The Black Parade

I sat down and went through them all, putting the envelopes in one neat pile and the cards in another with the trinkets and stuffed animals in the middle. Maybe it was a good thing Michael wasn’t around, because I couldn’t seem to stop crying, though I was smiling through my tears. Even in writing, I could feel how much he cared about me—someone he had never even met.

 

The letters for my sixth through tenth birthdays were all simple and colorful, but the ones after that began to get serious. He didn’t divulge his own whereabouts or the fact that he was a Seer. Most of them said that I need only know that he would look after me one day when I was ready.

 

“You may be asking yourself who I am or why I’ve been writing you, but just know that I want to make sure you are safe. That is what your mother would have wanted for you, and what I want for you as well. I know that right now things seem at their darkest, but there is an old saying: sometimes it’s darkest just before dawn. There is a dawn for you, and me, and for us all. So hang a night light by your bed and wait for the sunrise, angel.”

 

A.B.

 

A fresh wave of tears tumbled down my cheeks, but they weren’t sad tears so I didn’t mind.
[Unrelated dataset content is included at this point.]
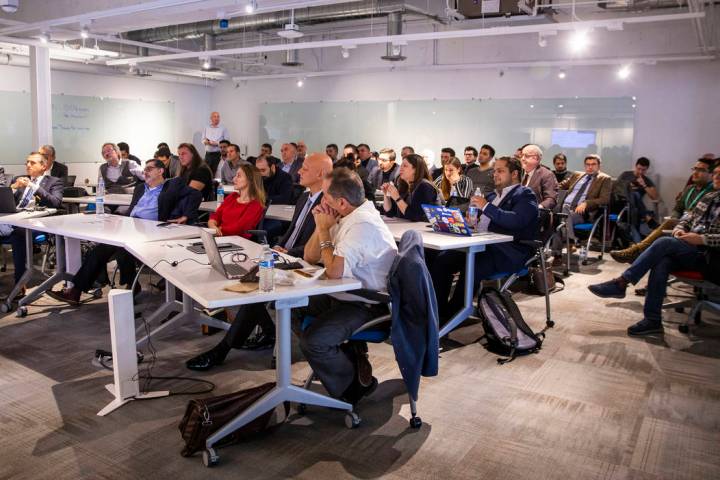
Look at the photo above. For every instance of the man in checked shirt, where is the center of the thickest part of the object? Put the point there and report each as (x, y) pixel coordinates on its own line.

I wiped my eyes and took the letter to the fridge, clipping it on there with a magnet. I had fought in a war. I had nearly died three times in the past three months. I had been broken and beaten and bloodied. I had lost my mother, my lover, and the man who may have been my father figure if he had lived long enough. I had killed. I had suffered.

 

But for once in my life, I had love and no one could steal it from me.

 

 

 

 

 

Chapter 27

 

 

 

During the first month without Michael, I felt like a quarter rolling around in an empty piggy bank. My apartment felt hollow and I rattled around it, lost, aimless, and uncomfortable. I hadn’t realized how much time he occupied in my daily life. During the day, I’d go to work and when I got out, he would wait for me. Ever since Belial abducted me, he never let me leave work to catch the bus by myself. I had tried and failed to convince him not to waste valuable money five days a week on the bus fare, but he never listened. On weekends, we went to movies and plays or walked in the park or perused the bookstores to collect literature I didn’t have yet.

 

The silence killed me. I had my laptop open constantly to play music to combat the quiet. My weekends were spent sitting in the kitchen drinking coffee and reading. I deleted “Golden Brown” from my playlist and avoided every single sentimental love song I could just to stay sane.

 

My dinners went back to being simple: tuna salad, spaghetti, fajitas, and lasagna. I just didn’t feel like trying new recipes yet.

 

Lauren immediately knew something was wrong. After a week of my unresponsive behavior, she dragged me into the bathroom at work and demanded to know what was going and where Michael went. I merely told her that we weren’t seeing each other any more because his job took up too much time and he couldn’t be with me. Part of it was true, after all. She believed me and offered her sympathy, promising to take me out to meet guys. I declined the offer. I wasn’t ready yet.

 

The second month wasn’t as bad as the first, though the urge to start drinking again got worse, so I started attending local AA meetings. Gabriel checked in on me every other week, sometimes by a phone call, other times in person. I never asked him how Michael was doing because I knew, to some degree. While flipping channels, I’d heard about some of his performances on the local entertainment news. The Throwaway Angels were making their way to the top. I didn’t know how I felt about that.

 

The other problem was that my nightmares got progressively worse, and it wasn’t just dreams about killing Andrew or Mulciber choking me to death. These dreams involved someone who knew my inner darkness and could bring it to life whenever I fell asleep.

 

I stood in a pure white field, much like the one Andrew and my mother had brought me to, but something was different. Wrong. In front of me stood a pane of glass that was a thousand feet high and a thousand feet across. On the other side, I could see the silhouette of a man walking towards it. I squinted, stepping closer to see. My breath caught as he came into focus.

 

Michael stood there, his beautiful silver wings flowing from his back, dressed in all black with the most mournful look on his face. He said nothing, merely lifted one hand and pressed it to the glass. I didn’t understand why, but I did the same. I couldn’t feel the warmth from his hand. The windowpane was too thick. God help us.

 

Then, slowly, the glass began to darken at the corners, spreading downward until it swallowed Michael’s image in a rush of silver. It had turned into a mirror and behind me there was another man. A man in a suit with black hair on either side of his face and a serpentine smile.

 

I whirled around, a scream building in my throat, as Belial reached out and placed his gloved hands against the mirror, trapping me between them. He was so close that I could smell the metallic scent of blood on his breath.